跳转至

Control And Planning

This is WorldForge's backbone loop: plan and score action candidates with an action-conditioned predictive world model, in latent space. It separates three roles:

  • Policy providers propose actions from observations and instructions.
  • Score providers rank candidate actions or action horizons against an observation and goal, acting as a cost oracle.
  • Controllers own the optimizer: they decide how to sample, score, refine, and return executable WorldForge Action chunks. The world model stays a pure oracle; the controller stays a pure optimizer.

LatentMPCController is the built-in controller. It implements a checkout-safe Cross-Entropy Method (CEM) loop over the score_actions(...) capability:

sample action horizons
-> encode candidates for the score provider
-> score candidates
-> refit the Gaussian proposal from elites
-> return the best execute_k actions

The controller runs entirely in Python action space. It does not import torch, execute a robot, step an environment, or train a world model. Tensor conversion, image preprocessing, model inference, simulation, hardware execution, and safety interlocks remain host-owned or provider-owned.

Standalone Controller (primary entry point)

Drive LatentMPCController directly against anything that exposes the score_actions(...) surface — a registered WorldForge provider or your own cost oracle. This is the recommended way to run the backbone loop, and it needs no local world state.

from worldforge import LatentMPCController, PlannerConfig, WorldForge

controller = LatentMPCController(
    forge=WorldForge(),
    score_provider="my-score-provider",
    config=PlannerConfig(horizon=1, num_samples=64, num_iterations=5),
)
step = controller.plan_step(
    observation_info={"observation_id": "frame-001"},
    goal_info={"target": [0.6, 0.5, 0.2]},
)
print(step.actions[0], step.best_score, step.metadata["control_mode"])

examples/latent_mpc_planning.py is a runnable, checkout-safe version that brings its own score oracle, so the whole loop runs with no credentials, GPU, or robot. The host owns receding-horizon closure: execute up to execute_k actions, collect a new observation, then call plan_step(...) again.

World.plan Entry Point (local-state convenience)

World.plan(planner="latent-mpc", ...) runs the same solve from within the local-state World runtime. It is a convenience for hosts already using local JSON state; the standalone controller above is the primary entry point.

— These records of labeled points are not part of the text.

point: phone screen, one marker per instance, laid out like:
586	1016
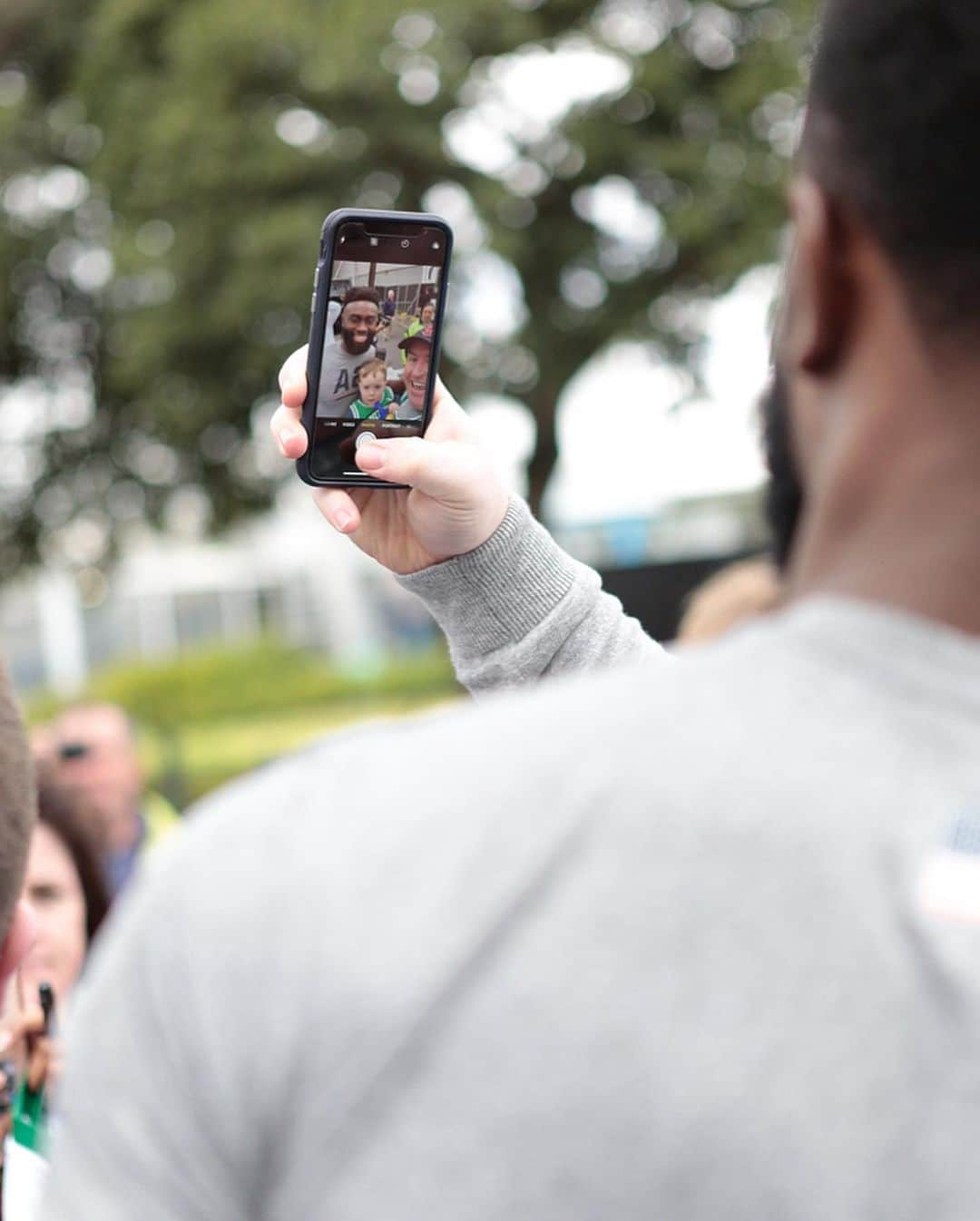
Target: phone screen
381	325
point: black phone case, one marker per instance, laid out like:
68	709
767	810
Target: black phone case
318	330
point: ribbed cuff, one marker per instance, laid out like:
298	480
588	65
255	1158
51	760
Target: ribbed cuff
499	592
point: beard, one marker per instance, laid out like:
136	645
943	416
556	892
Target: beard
355	346
785	496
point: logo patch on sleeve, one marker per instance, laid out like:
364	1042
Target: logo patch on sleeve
950	879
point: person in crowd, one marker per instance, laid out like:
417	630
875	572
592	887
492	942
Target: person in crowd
733	596
357	330
688	937
423	324
17	816
416	352
374	396
66	894
93	754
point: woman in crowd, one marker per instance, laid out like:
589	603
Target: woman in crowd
65	889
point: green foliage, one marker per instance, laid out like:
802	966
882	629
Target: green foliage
169	110
265	680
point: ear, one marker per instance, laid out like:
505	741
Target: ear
18	941
820	289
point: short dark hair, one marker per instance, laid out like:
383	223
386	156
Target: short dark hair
59	811
894	110
360	295
17	802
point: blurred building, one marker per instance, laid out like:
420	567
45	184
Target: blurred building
286	574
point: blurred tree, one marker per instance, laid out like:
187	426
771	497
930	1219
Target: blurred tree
165	166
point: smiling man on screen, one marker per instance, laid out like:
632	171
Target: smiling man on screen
525	970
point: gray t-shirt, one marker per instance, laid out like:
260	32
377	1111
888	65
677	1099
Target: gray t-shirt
686	938
338	388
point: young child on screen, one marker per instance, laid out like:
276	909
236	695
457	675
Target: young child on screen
374	396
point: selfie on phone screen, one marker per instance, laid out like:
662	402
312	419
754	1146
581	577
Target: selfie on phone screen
380	336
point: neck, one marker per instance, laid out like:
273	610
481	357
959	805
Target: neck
899	521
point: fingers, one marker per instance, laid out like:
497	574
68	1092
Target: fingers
338	508
446	470
289	433
292	376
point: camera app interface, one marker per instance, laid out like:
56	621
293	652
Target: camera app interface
376	371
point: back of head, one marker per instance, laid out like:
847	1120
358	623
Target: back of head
892	122
17	801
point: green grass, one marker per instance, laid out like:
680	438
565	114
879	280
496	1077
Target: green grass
208	755
208	716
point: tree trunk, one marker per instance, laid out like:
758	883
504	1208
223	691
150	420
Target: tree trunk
545	454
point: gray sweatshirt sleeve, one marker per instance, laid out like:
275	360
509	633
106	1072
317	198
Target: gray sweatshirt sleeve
518	608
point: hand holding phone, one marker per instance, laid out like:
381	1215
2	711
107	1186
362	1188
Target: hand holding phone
455	498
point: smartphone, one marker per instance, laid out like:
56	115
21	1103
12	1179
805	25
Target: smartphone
379	297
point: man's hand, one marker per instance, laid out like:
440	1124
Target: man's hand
455	501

from worldforge import PlannerConfig

plan = world.plan(
    goal="move toward the goal latent",
    planner="latent-mpc",
    score_provider="my-score-provider",
    score_info={"observation_id": "frame-001"},
    goal_info={"target_x": 0.5},
    planner_config=PlannerConfig(
        horizon=2,
        num_samples=96,
        num_iterations=5,
        num_elites=12,
        execute_k=1,
        seed=19,
        action_kind="velocity",
        action_parameter_bounds={"x": (-2.0, 2.0)},
    ),
)

Latent MPC requires an explicit score_provider. The world default provider is not used as an implicit cost oracle because control loops should make the scoring model visible in plan metadata and workflow traces.

The returned plan uses:

  • plan.planner == "latent-mpc"
  • plan.metadata["planning_mode"] == "latent-mpc"
  • plan.metadata["control_mode"] == "mpc"
  • plan.metadata["optimizer"] == "cem"
  • plan.metadata["iteration_best_scores"] for every CEM iteration
  • plan.metadata["iteration_costs"] when the score provider declares lower_is_better=True

The host owns receding-horizon closure: execute up to execute_k actions, collect a new observation, then call World.plan(planner="latent-mpc", ...) again.

Encoders

ScoreCandidateEncoder maps sampled WorldForge action horizons into the payload expected by a score provider. The default ActionPlanCandidateEncoder serializes candidate actions with Action.to_dict() and sends observation and goal dictionaries:

info = {"observation": observation_info, "goal": goal_info}
action_candidates = [[action.to_dict(), ...], ...]

Prepared-host robotics or simulation integrations can supply a custom encoder that converts the same sampled action horizons into provider-native tensors or nested numeric arrays. Keep that conversion behind the provider or host boundary; do not add optional runtime dependencies to the base package.

Current Scope

The first implementation supports Gaussian CEM sampling. Policy warm-start is intentionally rejected with a typed WorldForgeError until the public contract is implemented and tested.

Use existing policy+score planning when a policy provider should propose concrete candidate actions directly. Use latent MPC when WorldForge should sample and refine action horizons through a score provider.